Grundschule ehrt ihre Weltmeisterin

 Stand 24.03.2018, Passauer Neue Presse

Lehrerin Julia Wittig gewann fünf Goldmedaillen bei der Weltmeisterschaft im Eisschwimmen

Ehrung durch das Kollegium: Rektorin Gabriele Klötzler (links) und Konrektorin Julia Schumergruber (rechts) überreichen Weltmeisterin Julia Wittig ein originelles Geschenk, ein Miniatur-Schwimmbrett. − Foto: Gerlitz

Burgkirchen. Das Lehrerkollegium an der Grundschule Burgkirchen wie auch die Schüler sind stolz auf „ihre“ Goldmedaillen-Gewinnerin im Eisschwimmen: Die absolut unverfrorene Lehrerin Julia Wittig, die im vergangenen Jahr über die Königsdistanz von 1000 Metern einen Weltrekord im Eisschwimmen aufstellte, gewann heuer bei der Weltmeisterschaft in Estland fünf Goldmedaillen (im Freistil über 25, 50, 100, 200 und 450 m) und eine Bronzemedaille (wir berichteten).

Die 38-jährige Burghauserin unterrichtet mittlerweile im zwölften Schuljahr an der Grundschule Burgkirchen. Mit ihr freuen sich die Lehrerkollegen und Kinder über ihr äußerst erfolgreiches Abschneiden bei der Weltmeisterschaft in Tallinn. Die Kollegen hatten durch Auffangen der Unterrichtsstunden dafür gesorgt, dass Julia Wittig für den Wettkampf eine Woche freigestellt werden konnte.

Selbstverständlich „fieberten“ die Kinder mit während der eiskalten Wettkämpfe, die sie am Bildschirm verfolgen konnten. Nach ihrer Rückkehr aus Estland wurde Julia Wittig im Gendorfer Schulhaus begeistert gefeiert. Gestern fand noch eine Ehrung durch das Kollegium statt, wobei Rektorin Gabriele Klötzler und Konrektorin Julia Schumergruber ein originelles Geschenk in Gestalt eines Miniatur-Schwimmbretts überreichten. Das Schwimmbrett transportierte verschiedene Bio-Stärkungsmittel.

An der Grundschule Burgkirchen ist es schon lange her, dass es eine Arbeitsgemeinschaft Schwimmen gab.
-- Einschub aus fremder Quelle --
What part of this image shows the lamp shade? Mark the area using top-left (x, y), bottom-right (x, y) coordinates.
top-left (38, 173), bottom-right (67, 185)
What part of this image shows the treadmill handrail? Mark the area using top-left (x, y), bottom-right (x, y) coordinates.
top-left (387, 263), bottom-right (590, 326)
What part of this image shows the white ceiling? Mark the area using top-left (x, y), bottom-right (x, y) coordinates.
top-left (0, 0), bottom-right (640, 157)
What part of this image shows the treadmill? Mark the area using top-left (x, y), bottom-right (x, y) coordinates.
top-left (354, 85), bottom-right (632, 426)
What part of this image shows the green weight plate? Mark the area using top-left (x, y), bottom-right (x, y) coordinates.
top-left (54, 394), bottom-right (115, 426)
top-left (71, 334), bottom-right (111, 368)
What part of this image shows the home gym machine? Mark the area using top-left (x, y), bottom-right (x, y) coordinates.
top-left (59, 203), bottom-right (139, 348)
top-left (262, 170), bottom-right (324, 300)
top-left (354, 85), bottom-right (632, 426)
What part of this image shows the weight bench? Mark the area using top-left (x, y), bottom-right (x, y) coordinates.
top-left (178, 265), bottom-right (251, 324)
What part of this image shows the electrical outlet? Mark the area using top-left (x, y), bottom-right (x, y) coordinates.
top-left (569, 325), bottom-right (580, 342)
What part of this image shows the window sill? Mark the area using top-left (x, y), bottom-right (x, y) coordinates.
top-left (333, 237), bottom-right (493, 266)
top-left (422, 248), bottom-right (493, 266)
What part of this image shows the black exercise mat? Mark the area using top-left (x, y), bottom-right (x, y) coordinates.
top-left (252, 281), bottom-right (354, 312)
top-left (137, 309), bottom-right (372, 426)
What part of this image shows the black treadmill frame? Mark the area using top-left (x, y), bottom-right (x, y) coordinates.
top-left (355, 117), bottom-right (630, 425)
Julia Wittig möchte sie im Juni wiederbeleben und in diesem Rahmen auch mehrere Intensivkurse für Anfänger anbieten. Ein Kurs ist für zehn Kinder ausgelegt. Die Schulleitung geht davon aus, dass ein hoher Anteil der insgesamt 360 Grundschüler nicht schwimmen kann. Julia Wittig schätzt den Anteil der Nichtschwimmer auf über 50 Prozent. „Auch von denen, die behaupten, sie könnten schwimmen, können es nicht alle wirklich“, unterstreicht Julia Wittig. „Aber sie gehen trotzdem im Sommer ins Freibad.“

Julia Wittig denkt auch an die Veranstaltung eines Schwimmfestes. An der Grundschule Burgkirchen ist Julia Wittig Sportbeauftragte und im Landkreis Fachberater für Sport.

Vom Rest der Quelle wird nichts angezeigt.